LLM Ghostbusters: Surgical Hallucination Suppression via Adaptive Unlearning

Hallucinations, outputs that sound plausible but are factually incorrect, remain an open challenge for deployed LLMs. In code generation, models frequently hallucinate non-existent software packages, recommending imports and installation commands for fictional libraries. This creates a critical supply-chain vulnerability: an attacker can proactively register such packages on public registries with malicious payloads that are subsequently installed and executed by developers or autonomous agents, a class of package confusion attack known as slopsquatting. Once a model is deployed, mitigating this failure mode is difficult: full retraining is costly, and existing approaches either cause severe degradation of model utility or rely on a pre-specified forget-set, an assumption that does not apply to the unbounded space of hallucinations. To address this problem, we present Adaptive Unlearning (AU), a post-deployment framework that surgically suppresses hallucinations while preserving general model utility. AU introduces a hybrid token-level objective that simultaneously reinforces valid outputs and suppresses hallucinated ones. Combined with an adaptive discovery loop that continuously surfaces new hallucination-inducing contexts without human supervision, AU enables generalization to unseen prompts and hallucinations. We demonstrate that AU reduces package hallucination rates by 81%, corresponding to a substantial reduction in slopsquatting attack surface, while maintaining performance on standard coding benchmarks. Our analysis shows that distributional changes are concentrated on package-related generations, leaving general coding behavior largely unaffected and confirming that AU's effect is isolated to the targeted distribution. AU operates entirely on model-generated data, requires no human annotation, and generalizes across domains.

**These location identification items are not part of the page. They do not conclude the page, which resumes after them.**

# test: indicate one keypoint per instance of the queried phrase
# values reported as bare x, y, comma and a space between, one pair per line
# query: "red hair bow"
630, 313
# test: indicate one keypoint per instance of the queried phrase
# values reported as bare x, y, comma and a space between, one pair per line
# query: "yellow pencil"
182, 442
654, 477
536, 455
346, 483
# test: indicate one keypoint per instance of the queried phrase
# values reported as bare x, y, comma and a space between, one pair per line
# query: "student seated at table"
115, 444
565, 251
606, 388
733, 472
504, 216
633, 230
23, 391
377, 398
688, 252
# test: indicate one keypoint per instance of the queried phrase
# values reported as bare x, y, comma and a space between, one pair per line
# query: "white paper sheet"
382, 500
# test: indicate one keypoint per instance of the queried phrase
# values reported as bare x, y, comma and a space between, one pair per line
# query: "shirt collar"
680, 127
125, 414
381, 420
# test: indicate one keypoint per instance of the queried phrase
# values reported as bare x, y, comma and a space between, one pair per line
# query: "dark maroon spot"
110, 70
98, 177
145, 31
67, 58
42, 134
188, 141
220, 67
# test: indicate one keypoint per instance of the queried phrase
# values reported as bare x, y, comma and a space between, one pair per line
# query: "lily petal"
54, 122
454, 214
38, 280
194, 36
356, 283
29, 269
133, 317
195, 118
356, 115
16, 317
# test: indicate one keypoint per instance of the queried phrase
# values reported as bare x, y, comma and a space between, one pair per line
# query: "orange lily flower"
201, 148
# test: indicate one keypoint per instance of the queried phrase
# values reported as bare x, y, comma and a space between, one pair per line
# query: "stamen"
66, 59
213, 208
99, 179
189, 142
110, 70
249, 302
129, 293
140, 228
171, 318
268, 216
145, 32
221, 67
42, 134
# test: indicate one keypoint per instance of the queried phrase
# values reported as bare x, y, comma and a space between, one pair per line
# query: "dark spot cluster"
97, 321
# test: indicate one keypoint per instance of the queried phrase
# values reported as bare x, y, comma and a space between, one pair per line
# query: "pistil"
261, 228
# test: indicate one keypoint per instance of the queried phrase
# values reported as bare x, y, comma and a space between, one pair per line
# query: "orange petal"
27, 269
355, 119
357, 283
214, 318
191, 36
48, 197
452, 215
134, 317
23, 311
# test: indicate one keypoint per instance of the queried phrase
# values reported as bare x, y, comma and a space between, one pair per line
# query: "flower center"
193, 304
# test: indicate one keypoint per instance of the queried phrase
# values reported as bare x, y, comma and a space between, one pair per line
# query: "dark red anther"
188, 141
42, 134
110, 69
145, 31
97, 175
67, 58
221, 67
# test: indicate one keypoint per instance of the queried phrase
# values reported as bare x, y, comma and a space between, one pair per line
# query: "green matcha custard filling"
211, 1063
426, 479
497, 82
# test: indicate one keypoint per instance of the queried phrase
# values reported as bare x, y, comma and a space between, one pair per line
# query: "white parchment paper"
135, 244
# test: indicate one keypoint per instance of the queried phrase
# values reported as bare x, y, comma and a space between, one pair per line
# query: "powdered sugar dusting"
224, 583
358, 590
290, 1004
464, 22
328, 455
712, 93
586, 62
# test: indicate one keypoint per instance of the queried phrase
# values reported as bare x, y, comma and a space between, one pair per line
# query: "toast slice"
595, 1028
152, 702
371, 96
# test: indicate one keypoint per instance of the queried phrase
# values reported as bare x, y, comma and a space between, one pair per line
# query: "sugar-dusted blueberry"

翻译：幻觉（即看似合理但事实错误的输出）仍是已部署大语言模型面临的主要挑战。在代码生成任务中，模型常虚构不存在的软件包，推荐虚构库的导入命令与安装指令。这引发了严重的供应链漏洞：攻击者可通过在公共软件仓库预先注册此类虚拟包并植入恶意载荷，诱使开发者或自主代理执行安装——此类包混淆攻击被称为"软件包冒名攻击"。模型部署后，缓解该故障模式十分困难：完全重训练成本高昂，现有方法要么导致模型效用严重退化，要么依赖预设的遗忘集合（该假设不适用于无界幻觉空间）。针对此问题，我们提出自适应忘却（AU）框架——一种能在保持模型通用效用前提下手术式抑制幻觉的部署后方案。AU引入混合令牌级优化目标，同步增强有效输出并压制幻觉输出。结合无需人工监督的自适应发现循环（持续发掘新型幻觉诱导上下文），AU可泛化至未见提示与幻觉场景。实验表明，AU将软件包幻觉率降低81%，显著缩减软件包冒名攻击攻击面，同时保持标准编程基准性能。分析显示，模型分布变化集中于软件包相关生成，通用编码行为基本不受影响，证实AU的效果被精准隔离至目标分布。AU全程基于模型生成数据，无需人工标注，且跨领域泛化。